Until now, we have only had to cope with the problem of internally displaced persons, brought about by flood, communal and localized religious clashes. Incidentally, we have not done a great job of coping with this situation. Internally displaced persons from the numerous Jos crises are still crying for attention while we are still playing politics with the fate of those internally displaced by Boko Haram attacks.
The quest of 17,000 displaced Nigerians for asylum in neighbouring countries, on account of insecurity, is bad for Nigeria’s image. The Federal Government should step up its campaigns for an end to insurgency, and the restoration of peace in northern Nigeria, to stem the trend. It is not enough to deploy soldiers to major towns and cities in the troubled areas, leaving the rural areas largely unprotected.
Much as we do not delude ourselves that the war against Boko Haram can be won overnight, the time has come to rethink the current approach to the war, as the mindless killings have yet to abate.
According to the UNHCR, the world is facing its worst refugee crises in 20 years, as war and all manner of conflicts are forcing people to flee their homes. The organisation noted that “the humanitarian situation in West Africa has worsened notably due to insecurity and high unemployment rate, as well as drought.”
With the bulk of those displaced in various West African countries looking up to Nigeria for succour and stability, it is almost unthinkable that Nigeria would now be the one spewing out tens of thousands of refugees. The consequences for the country, and the region at large, are better imagined than experienced. That is the more reason why we must do everything possible to arrest the nation’s security challenge.

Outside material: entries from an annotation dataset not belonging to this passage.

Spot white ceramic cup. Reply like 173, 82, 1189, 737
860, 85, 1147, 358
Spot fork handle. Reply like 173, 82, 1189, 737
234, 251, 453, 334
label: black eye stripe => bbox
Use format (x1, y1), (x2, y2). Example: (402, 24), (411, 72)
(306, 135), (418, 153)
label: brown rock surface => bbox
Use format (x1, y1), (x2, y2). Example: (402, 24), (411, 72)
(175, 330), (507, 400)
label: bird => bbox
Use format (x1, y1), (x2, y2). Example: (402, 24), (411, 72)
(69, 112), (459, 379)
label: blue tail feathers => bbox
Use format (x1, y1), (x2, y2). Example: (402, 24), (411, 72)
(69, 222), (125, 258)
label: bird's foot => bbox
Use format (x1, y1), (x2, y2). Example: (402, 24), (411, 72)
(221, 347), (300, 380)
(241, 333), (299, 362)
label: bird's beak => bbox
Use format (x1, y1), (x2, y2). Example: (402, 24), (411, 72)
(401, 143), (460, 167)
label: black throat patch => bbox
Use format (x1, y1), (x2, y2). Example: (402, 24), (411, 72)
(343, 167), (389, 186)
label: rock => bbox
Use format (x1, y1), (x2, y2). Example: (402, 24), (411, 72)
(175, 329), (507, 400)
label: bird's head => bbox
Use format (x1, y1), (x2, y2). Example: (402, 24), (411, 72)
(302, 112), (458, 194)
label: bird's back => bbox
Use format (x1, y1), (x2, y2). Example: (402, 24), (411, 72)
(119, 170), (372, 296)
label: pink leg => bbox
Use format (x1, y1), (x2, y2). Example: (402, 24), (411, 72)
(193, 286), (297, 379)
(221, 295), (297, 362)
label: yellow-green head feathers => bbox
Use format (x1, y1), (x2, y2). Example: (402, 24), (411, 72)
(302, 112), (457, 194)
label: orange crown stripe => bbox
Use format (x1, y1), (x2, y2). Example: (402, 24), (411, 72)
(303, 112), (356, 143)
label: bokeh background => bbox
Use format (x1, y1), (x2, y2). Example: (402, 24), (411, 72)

While we commend the Federal Government for the deployment of more soldiers and the extension of the emergency imposed on the most affected states, we call for the strengthening of intelligence in the war against Boko Haram. The government must also spare a thought for, and provide succour, for our vulnerable citizens who have either been displaced internally, or are now seeking asylum in nearby countries. This is a responsibility that we must not shirk or leave to UNHCR and our neighbouring countries.